Uno degli aspetti meno conosciuti dell’intervento psicologico con le donne vittime di violenza è proprio quello relativo alla ricostruzione dell’identità della donna. Non basta dare sostegno psicologico alla vittima nell’immediato, è altrettanto cruciale svolgere un’analisi precisa e approfondita del suo modello di funzionamento relazionale. Solo conoscendo il proprio modo di interagire con le altre persone la donna sarà in grado di strutturare nuove relazioni che siano più funzionali e soddisfacenti. Il rischio, in assenza di questa fase dell’intervento, è che la donna possa ricadere in futuro in un’altra relazione maltrattante, basata sugli stessi meccanismi già emersi in precedenza.

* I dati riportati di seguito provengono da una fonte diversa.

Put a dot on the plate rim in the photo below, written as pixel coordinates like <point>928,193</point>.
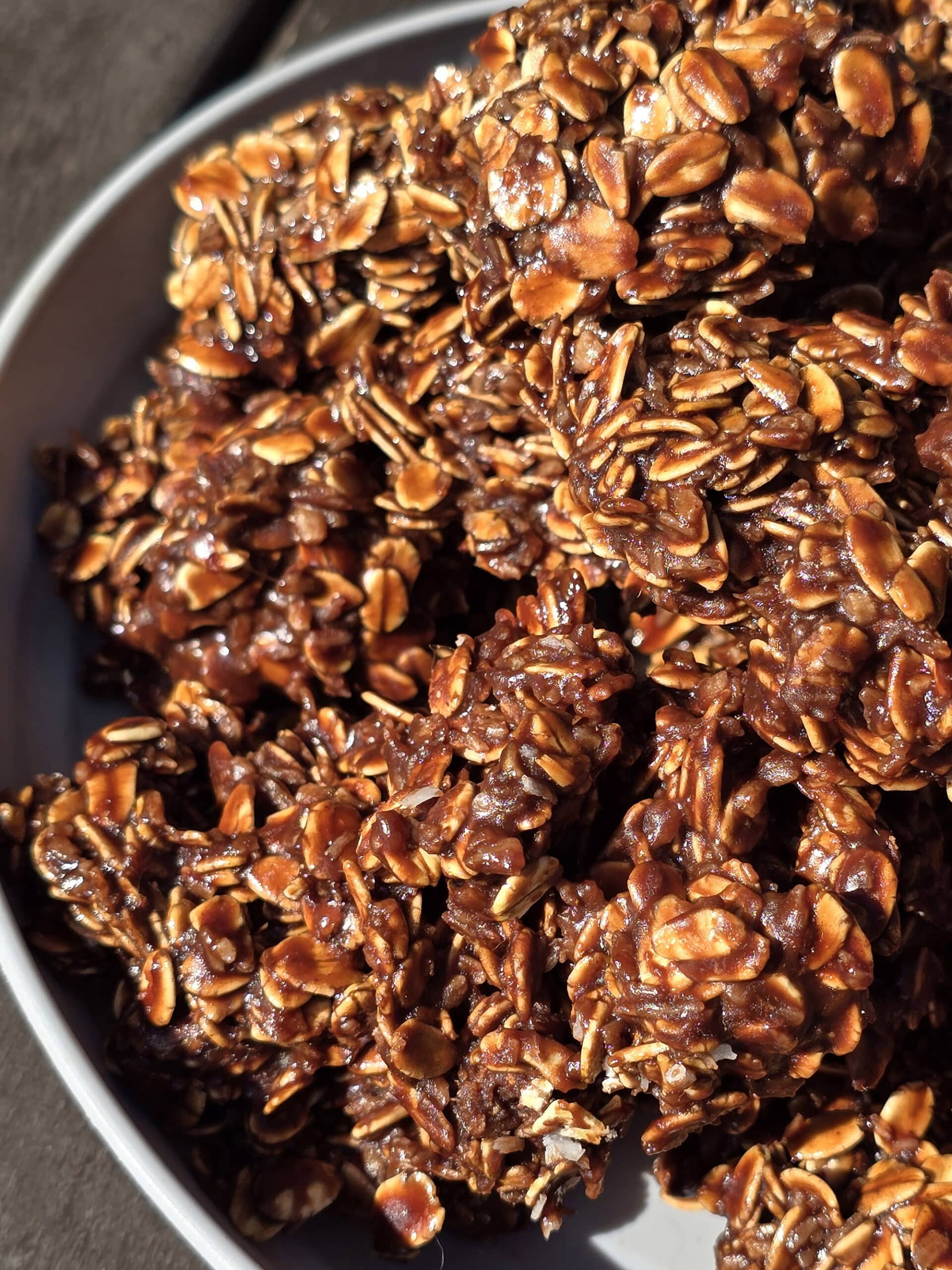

L’obiettivo del lavoro psicologico nei confronti di vittime di violenza è di rinforzare quelle aree dell’identità della persona che sono riuscite a mantenersi integre durante l’esperienza traumatica, aiutando a sviluppare una nuova prospettiva che possa accompagnare la vittima nel riconoscimento e nel sollievo delle sue ferite psichiche. Il lavoro dello psicologo, quindi, è un intervento nell’immediato, nell’emergenza del trauma subito, ma è anche un lavoro in prospettiva, rivolto al futuro, finalizzato ad aiutare la donna a conoscere meglio se stessa e i propri schemi relazionali, a sviluppare la capacità di riconoscere i campanelli d’allarme che connotano un uomo violento, per far sì che non si trovi più all’interno di una relazione maltrattante.